Comment évaluez-vous le bilan de votre association ? De nouveaux talents voient-ils le jour ?

Nous avons deux ans et demi. Au départ, nous étions 80 et nous voilà près de 200 et nous rassemblons 75 % du métier. Il faut dire aussi que, dans les années 80, il n’y avait guère qu’une dizaine de personnes qui travaillaient dans le secteur. Maintenant, il y a beaucoup plus de monde parce qu’il y a, chez les annonceurs, une volonté d’avoir des voix nouvelles. Nous sommes aussi à l’écoute de ce phénomène et nous avons de nouveaux talents qui rentrent dans l’association, même s’ils sont parfois en dessous des critères.

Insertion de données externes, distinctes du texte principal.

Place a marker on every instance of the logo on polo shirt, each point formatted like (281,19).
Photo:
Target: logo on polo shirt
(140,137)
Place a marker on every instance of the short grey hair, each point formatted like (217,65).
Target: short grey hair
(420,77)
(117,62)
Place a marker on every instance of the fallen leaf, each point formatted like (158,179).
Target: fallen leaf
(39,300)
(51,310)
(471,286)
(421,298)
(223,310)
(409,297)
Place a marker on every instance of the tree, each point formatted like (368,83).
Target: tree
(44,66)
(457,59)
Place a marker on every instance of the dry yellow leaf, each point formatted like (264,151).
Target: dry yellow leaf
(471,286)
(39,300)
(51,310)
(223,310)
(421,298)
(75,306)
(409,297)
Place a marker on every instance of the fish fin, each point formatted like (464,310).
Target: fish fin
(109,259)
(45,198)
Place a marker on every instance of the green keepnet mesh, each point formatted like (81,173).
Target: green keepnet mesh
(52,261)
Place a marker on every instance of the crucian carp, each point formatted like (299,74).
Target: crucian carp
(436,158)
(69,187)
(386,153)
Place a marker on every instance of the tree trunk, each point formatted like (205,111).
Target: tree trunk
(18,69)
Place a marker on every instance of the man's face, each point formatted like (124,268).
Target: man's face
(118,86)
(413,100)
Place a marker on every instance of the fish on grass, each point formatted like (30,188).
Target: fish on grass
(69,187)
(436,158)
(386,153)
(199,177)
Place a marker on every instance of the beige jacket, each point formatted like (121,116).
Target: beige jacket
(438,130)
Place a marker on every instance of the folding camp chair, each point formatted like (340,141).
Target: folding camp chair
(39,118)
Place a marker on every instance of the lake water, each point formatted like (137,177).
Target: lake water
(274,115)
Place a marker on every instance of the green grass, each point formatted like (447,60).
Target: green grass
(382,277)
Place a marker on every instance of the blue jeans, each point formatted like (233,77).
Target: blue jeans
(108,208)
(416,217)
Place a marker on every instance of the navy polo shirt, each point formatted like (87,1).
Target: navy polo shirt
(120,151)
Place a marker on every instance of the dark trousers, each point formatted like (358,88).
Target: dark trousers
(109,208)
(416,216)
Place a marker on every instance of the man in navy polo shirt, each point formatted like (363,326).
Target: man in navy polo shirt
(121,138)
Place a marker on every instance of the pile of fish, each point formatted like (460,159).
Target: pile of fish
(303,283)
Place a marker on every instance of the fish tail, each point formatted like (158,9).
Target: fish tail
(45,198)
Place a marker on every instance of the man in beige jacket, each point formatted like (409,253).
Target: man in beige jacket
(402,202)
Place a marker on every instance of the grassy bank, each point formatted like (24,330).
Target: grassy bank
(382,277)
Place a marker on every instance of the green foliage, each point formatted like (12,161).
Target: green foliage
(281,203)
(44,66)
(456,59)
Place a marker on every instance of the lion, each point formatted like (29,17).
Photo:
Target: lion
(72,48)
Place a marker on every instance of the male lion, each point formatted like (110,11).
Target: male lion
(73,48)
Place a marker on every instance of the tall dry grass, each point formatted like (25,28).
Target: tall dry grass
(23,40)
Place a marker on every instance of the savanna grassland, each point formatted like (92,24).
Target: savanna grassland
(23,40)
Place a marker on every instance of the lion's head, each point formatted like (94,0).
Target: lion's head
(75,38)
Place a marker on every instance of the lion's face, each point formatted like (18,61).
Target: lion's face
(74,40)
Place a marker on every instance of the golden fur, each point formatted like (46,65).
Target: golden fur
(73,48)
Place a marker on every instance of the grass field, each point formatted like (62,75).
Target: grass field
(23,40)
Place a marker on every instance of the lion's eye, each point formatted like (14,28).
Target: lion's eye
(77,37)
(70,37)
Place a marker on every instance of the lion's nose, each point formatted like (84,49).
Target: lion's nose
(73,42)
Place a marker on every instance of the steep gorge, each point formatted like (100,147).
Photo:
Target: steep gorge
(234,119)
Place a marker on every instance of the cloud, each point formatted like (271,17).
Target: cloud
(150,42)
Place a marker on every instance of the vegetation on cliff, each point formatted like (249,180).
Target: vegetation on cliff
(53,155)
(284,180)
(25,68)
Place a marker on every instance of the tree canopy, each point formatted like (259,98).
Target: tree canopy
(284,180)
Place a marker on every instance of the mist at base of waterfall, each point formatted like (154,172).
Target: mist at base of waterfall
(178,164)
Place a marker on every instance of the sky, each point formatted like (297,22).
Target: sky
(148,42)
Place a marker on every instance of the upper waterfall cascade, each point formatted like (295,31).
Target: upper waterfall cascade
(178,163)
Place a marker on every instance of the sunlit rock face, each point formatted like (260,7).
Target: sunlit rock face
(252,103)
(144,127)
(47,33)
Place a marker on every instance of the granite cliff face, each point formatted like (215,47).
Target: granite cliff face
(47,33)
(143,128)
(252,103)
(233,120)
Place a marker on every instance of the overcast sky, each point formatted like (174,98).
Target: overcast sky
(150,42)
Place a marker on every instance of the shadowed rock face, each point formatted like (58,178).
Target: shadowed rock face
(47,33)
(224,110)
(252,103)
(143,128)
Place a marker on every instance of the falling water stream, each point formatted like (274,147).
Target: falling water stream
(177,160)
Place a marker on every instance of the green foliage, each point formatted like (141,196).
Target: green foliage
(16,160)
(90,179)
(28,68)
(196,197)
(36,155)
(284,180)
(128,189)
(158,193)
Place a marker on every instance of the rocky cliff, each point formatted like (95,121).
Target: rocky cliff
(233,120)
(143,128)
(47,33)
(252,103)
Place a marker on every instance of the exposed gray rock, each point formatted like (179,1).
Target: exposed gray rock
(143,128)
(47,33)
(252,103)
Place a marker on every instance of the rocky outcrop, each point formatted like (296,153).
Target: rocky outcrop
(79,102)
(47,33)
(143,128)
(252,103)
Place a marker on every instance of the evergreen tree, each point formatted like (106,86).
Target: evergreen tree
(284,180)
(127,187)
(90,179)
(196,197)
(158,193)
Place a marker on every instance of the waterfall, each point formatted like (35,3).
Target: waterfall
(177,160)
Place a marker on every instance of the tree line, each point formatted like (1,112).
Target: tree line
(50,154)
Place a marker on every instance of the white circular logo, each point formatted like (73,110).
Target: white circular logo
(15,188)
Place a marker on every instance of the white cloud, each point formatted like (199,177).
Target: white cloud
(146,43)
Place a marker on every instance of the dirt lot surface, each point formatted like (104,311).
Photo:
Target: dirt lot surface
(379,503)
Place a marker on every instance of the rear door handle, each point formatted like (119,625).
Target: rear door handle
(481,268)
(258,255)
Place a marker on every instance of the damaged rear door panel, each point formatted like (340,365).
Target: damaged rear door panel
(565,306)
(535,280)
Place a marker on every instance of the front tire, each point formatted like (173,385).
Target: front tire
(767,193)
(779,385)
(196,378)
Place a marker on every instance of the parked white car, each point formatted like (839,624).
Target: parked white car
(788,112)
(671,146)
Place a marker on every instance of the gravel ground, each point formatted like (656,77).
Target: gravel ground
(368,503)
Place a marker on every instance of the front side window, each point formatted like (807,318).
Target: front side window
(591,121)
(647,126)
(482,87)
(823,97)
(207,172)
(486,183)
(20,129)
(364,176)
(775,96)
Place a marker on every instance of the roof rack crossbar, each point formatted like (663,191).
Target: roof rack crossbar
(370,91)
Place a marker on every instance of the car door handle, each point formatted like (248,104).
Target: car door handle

Propos recueillis par Serge PLÉNIER

Les adhérents s’engagent :

  • à veiller à ce que les contrats de travail qui les lient au producteur mentionnent leur statut d’artiste-interprète et de comédien(ne), quel que soit le type d’enregistrement sonore (voix off, doublage, documentaires….)
  • à veiller à ce que les contrats de travail distinguent la prestation sonore, des droits d’utilisation, ces derniers faisant l’objet d’une rémunération distincte par mode d’exploitation prévu, pour une durée donnée, et pour des territoires définis.
  • à respecter les rémunérations d’usage en vigueur dans la profession ainsi que l’accord national des salaires du doublage et les rémunérations Dad-R associés. -à ne pas faire la promotion et la commercialisation du home-studio sur internet.
  • à diffuser cette charte pour consolider et encourager la professionnalisation de leurs métiers et le respect de leurs conditions de travail.